The origin of the recommendation system may be somewhat controversial, but if we want to say who pushed the research of the recommendation system to a climax in history, it must be Netflix's million-dollar competition. In 2006, Netflix announced a $1 million prize for the first entrant who could improve the accuracy of their company's existing recommendation algorithm (CineMatch) by more than 10%. ( 朋友们,06年的百万美金是什么概念呢?同期,平均汇率是1美元=7.97元人民币,而当时北京的商品房成交均价是6000~8000)

There must be brave men under heavy rewards, this has been the case since ancient times.

After Netflix advertised, it immediately attracted more than 40,000 teams from 186 countries to compete in the Central Plains. In just two weeks, Netflix had 169 submissions, and a month later it had more than a thousand.

A few months after the start of the competition, some contestants improved the original CineMatch algorithm by 5%. One year later, the best answer was very close to 9%. However, it took us two years to break through the last 1%. In the later stage, this competition has evolved into an academic research time, and some participants even published their own algorithms in full for peer reference.

It was not until June 26, 2009 that the team BellKor broke through the threshold of 10% for the first time, reaching 10.05%. It was this team that finally won the award in the later stage. Interestingly, the award for the BellKor team has not been all smooth sailing. According to the rules of the competition, if a team breaks through 10% and no one can submit a new algorithm higher than the team within 30 days, then the team will win the game.

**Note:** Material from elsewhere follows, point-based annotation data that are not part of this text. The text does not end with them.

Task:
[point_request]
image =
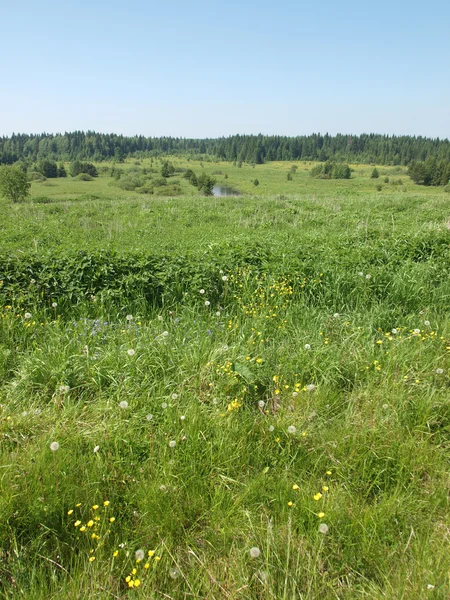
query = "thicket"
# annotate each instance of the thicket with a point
(253, 149)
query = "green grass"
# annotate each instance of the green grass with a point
(294, 322)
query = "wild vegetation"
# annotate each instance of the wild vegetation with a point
(225, 398)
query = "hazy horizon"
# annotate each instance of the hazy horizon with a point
(205, 70)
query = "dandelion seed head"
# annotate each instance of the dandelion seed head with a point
(323, 528)
(139, 554)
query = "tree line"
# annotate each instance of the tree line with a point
(254, 149)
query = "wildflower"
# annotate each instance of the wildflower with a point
(139, 554)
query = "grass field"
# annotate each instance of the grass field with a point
(226, 398)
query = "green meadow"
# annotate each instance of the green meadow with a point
(238, 397)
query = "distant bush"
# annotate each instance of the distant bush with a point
(78, 167)
(35, 176)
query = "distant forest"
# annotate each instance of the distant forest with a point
(366, 148)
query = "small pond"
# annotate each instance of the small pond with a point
(222, 190)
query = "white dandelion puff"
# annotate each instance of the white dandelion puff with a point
(323, 528)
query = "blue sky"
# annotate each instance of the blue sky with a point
(206, 69)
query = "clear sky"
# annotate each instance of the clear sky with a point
(205, 68)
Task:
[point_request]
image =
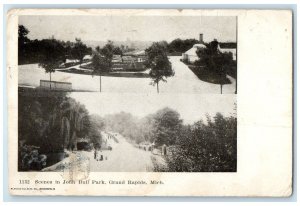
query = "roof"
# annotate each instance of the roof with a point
(228, 45)
(193, 50)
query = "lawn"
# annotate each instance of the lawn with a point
(205, 74)
(109, 74)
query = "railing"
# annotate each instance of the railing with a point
(54, 85)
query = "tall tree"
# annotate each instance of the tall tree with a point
(166, 126)
(159, 64)
(52, 57)
(80, 50)
(22, 41)
(107, 52)
(214, 60)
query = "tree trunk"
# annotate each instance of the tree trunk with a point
(221, 87)
(100, 82)
(50, 80)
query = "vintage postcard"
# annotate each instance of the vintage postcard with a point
(150, 102)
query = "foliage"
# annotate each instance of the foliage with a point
(54, 122)
(158, 62)
(166, 126)
(207, 147)
(37, 51)
(79, 50)
(100, 64)
(179, 45)
(51, 58)
(213, 59)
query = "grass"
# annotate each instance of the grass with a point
(109, 74)
(207, 75)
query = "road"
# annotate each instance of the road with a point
(184, 81)
(124, 157)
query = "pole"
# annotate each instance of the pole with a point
(50, 80)
(100, 82)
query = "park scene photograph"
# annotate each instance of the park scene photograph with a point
(134, 54)
(126, 132)
(127, 93)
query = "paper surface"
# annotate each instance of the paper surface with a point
(262, 104)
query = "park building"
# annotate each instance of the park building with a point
(191, 56)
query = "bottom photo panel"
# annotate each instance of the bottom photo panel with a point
(116, 132)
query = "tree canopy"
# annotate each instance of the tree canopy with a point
(158, 62)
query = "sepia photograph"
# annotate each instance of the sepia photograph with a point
(140, 54)
(149, 102)
(121, 94)
(126, 133)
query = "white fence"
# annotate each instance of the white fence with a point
(65, 86)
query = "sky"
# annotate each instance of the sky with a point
(135, 28)
(191, 107)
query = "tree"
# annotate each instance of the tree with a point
(215, 61)
(52, 57)
(107, 52)
(80, 50)
(207, 147)
(166, 126)
(179, 45)
(159, 64)
(22, 41)
(117, 51)
(100, 65)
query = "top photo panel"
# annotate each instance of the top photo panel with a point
(128, 54)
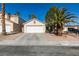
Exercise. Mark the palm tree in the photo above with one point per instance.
(3, 19)
(58, 18)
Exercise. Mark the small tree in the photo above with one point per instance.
(58, 17)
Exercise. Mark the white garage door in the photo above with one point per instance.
(7, 28)
(35, 29)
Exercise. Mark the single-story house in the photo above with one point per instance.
(70, 26)
(13, 23)
(34, 26)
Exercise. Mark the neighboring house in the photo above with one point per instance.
(13, 23)
(34, 26)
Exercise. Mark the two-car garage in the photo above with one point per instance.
(34, 26)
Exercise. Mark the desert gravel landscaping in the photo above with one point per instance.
(10, 36)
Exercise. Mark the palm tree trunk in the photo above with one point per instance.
(3, 19)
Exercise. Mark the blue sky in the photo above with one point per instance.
(39, 9)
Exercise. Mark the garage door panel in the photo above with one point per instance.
(35, 29)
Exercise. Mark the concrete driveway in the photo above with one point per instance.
(37, 45)
(38, 40)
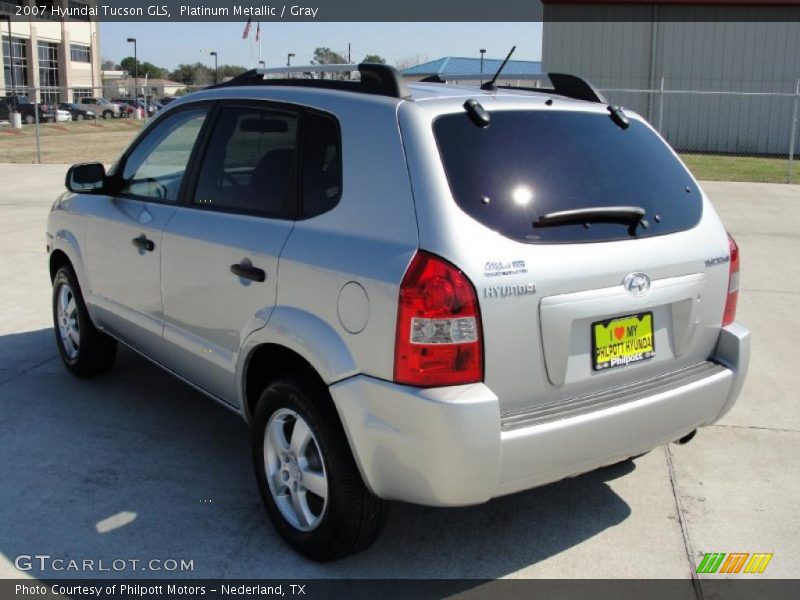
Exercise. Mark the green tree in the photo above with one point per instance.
(196, 74)
(326, 56)
(374, 59)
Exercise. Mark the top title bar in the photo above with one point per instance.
(404, 10)
(264, 11)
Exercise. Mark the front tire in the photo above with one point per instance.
(84, 349)
(306, 474)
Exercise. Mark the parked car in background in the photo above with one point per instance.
(27, 109)
(102, 107)
(133, 104)
(77, 113)
(62, 115)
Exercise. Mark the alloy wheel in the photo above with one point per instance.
(295, 470)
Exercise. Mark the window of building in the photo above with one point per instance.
(20, 51)
(78, 93)
(9, 7)
(76, 7)
(46, 10)
(249, 165)
(48, 72)
(80, 53)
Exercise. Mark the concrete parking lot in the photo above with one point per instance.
(136, 465)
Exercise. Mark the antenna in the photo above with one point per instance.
(489, 85)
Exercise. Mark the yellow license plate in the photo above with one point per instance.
(622, 341)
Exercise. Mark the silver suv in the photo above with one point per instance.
(426, 293)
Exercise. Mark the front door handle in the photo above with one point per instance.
(249, 272)
(143, 243)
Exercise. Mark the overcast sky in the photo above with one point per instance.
(169, 44)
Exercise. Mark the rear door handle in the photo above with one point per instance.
(249, 272)
(143, 243)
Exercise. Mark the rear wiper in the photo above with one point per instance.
(631, 215)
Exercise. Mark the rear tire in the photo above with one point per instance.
(84, 349)
(306, 473)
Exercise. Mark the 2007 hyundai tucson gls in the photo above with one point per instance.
(426, 292)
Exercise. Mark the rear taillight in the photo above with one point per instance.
(733, 284)
(438, 326)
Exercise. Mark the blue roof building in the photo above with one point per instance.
(462, 68)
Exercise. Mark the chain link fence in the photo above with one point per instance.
(751, 136)
(724, 129)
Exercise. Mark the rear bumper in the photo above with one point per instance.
(450, 446)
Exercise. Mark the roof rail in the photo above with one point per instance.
(569, 86)
(381, 80)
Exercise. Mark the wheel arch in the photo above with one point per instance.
(293, 341)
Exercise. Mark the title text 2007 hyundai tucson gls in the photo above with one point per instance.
(418, 292)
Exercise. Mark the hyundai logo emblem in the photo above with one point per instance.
(636, 283)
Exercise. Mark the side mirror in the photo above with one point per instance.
(86, 178)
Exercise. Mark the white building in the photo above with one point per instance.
(59, 58)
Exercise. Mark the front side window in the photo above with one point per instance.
(250, 162)
(157, 165)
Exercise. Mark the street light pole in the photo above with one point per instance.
(216, 69)
(135, 68)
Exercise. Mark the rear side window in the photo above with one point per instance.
(527, 164)
(322, 164)
(250, 163)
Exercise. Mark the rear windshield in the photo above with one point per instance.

On July 26, 2009, the last day of the competition, the BellKor team submitted their latest algorithm 10.06%, with an RMSE (root mean square error) of 0.856704, and 20 minutes later, The Ensemble team ( ) also submitted their latest algorithm, which also reached 10.06%, with a root mean square error of 0.856714. For the last four, the final grand prize was awarded to the 其中还有个中国人BellKor team . Time is money, brilliant note.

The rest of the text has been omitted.